DINHEIRO ? O governo terá essa sensibilidade?
QUIROGA
? Ele já percebeu. O Rachid promoveu algumas desonerações, como a isenção de Cofins nas operações financeiras destinadas às exportações. O governo se deu conta de que, se ele quer investimentos, não pode sangrar essas três a cinco mil empresas, o que é melhor para ele. Então, ele tem que mexer nisso. Não tem alternativa. Ele terá de mudar o que incide em cascata.

DINHEIRO ? Por exemplo?
QUIROGA
? Folha de pagamento. Faturamento, que é a Cofins e o PIS. Caso contrário, esse grupo limitado não conseguirá se sustentar.

 

DINHEIRO ? O sr. está sugerindo a extinção de impostos e taxas?
QUIROGA
? O que eu imagino em uma reforma federal? Primeiro: acabar com impostos com os quais você não arrecada nada. Vou dar um exemplo. O imposto sobre o crédito consignado. Hoje, temos IOF sobre isso. As alíquotas são pequenas e a arrecadação é mínima. Outro caso é o IPI, Imposto sobre Produtos Industrializados. É um tributo antigo, que está caindo em desuso. No mundo, a tendência é taxar cinco ou seis produtos, que arrecadam muito. Quais são? Bebidas, combustíveis, cigarros, veículos, etc.
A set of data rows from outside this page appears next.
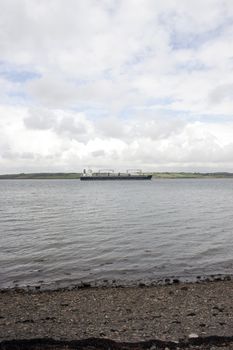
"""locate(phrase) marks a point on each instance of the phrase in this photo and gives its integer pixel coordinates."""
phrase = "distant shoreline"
(156, 175)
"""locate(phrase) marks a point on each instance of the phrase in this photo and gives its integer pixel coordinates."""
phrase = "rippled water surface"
(61, 232)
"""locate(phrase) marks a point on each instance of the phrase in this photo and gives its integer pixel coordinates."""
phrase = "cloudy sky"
(116, 83)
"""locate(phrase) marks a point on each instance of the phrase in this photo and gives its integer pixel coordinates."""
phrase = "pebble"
(193, 335)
DINHEIRO ? O aumento de carga tributária nesses produtos não torna mais atraente a sonegação, já que passa a valer a pena correr o risco? Isso ocorreu com o cigarro, um setor que enfrenta sonegação, falsificação e contrabando.
QUIROGA
? O Everardo Maciel falou isso quando passou a enfrentar esse problema. E ele começou a brigar com isso. No setor de bebidas, desenvolveu o marcador de vazão. Não se pode fazer uma reforma tributária desse tipo sem as correspondentes medidas de combate aos crimes que surjam a partir dessa reforma. Mas hoje a Receita tem que fiscalizar centenas e centenas de setores. Se reduzir o número de setores a cinco ou seis, esse trabalho se torna mais eficiente. Joga toda a força da fiscalização sobre eles. Por isso, o que mede os sistemas tributários é a eficiência.
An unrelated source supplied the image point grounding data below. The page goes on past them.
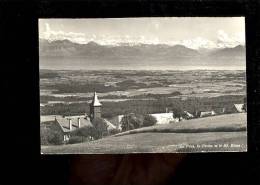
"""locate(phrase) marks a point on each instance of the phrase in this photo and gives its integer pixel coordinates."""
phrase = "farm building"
(65, 125)
(236, 108)
(207, 113)
(162, 118)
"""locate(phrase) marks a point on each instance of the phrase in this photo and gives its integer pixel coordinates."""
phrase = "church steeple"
(95, 107)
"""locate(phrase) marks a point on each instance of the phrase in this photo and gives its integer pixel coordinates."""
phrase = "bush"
(55, 138)
(149, 120)
(49, 136)
(113, 131)
(131, 121)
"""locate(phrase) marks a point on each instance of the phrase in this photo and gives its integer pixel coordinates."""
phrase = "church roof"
(239, 107)
(95, 101)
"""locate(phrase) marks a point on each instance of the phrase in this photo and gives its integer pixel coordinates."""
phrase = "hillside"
(228, 132)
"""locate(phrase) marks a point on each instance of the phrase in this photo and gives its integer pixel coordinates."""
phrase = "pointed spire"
(95, 101)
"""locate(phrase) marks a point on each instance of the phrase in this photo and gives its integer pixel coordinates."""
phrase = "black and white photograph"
(142, 85)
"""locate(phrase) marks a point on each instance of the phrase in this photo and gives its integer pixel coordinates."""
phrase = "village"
(58, 129)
DINHEIRO ? Mas a concentração nesses cinco ou seis setores não criaria a mesma situação de estrangulamento enfrentada por aquelas cinco mil empresas?
QUIROGA
? Não, na realidade ninguém deixaria de pagar os tributos federais. A grande maioria se tornaria contribuinte indireto. Esses poucos setores seriam o canal por onde a arrecadação chegaria ao governo federal. Outra idéia é ter um tributo sobre comércio exterior. Os problemas que o País enfrenta constantemente como subfaturamento de importação se devem ao sistema arcaico que temos. Precisaria estabelecer preços mínimos e máximos para cada produto. Qualquer coisa acima dessa faixa é superfaturamento. Qualquer coisa abaixo é subfaturamento.

DINHEIRO ? O governo e o Congresso mexeriam em questões tão polêmicas?
QUIROGA
? Não há como evitar. Existem inclusive questões mais delicadas, como a do imposto sobre grandes fortunas, a taxação sobre o patrimônio. No Brasil, se arrecada de 1% a 2% do PIB de imposto sobre o patrimônio, o que é pouco diante do que se pratica no restante do mundo. Por que nos EUA se faz tanta doação? Porque quando o sujeito morrer, a taxação da fortuna dele atinge 50%. Então, ele doa em vida. O assunto é delicado, mas esse imposto é um instrumento de transferência muito importante.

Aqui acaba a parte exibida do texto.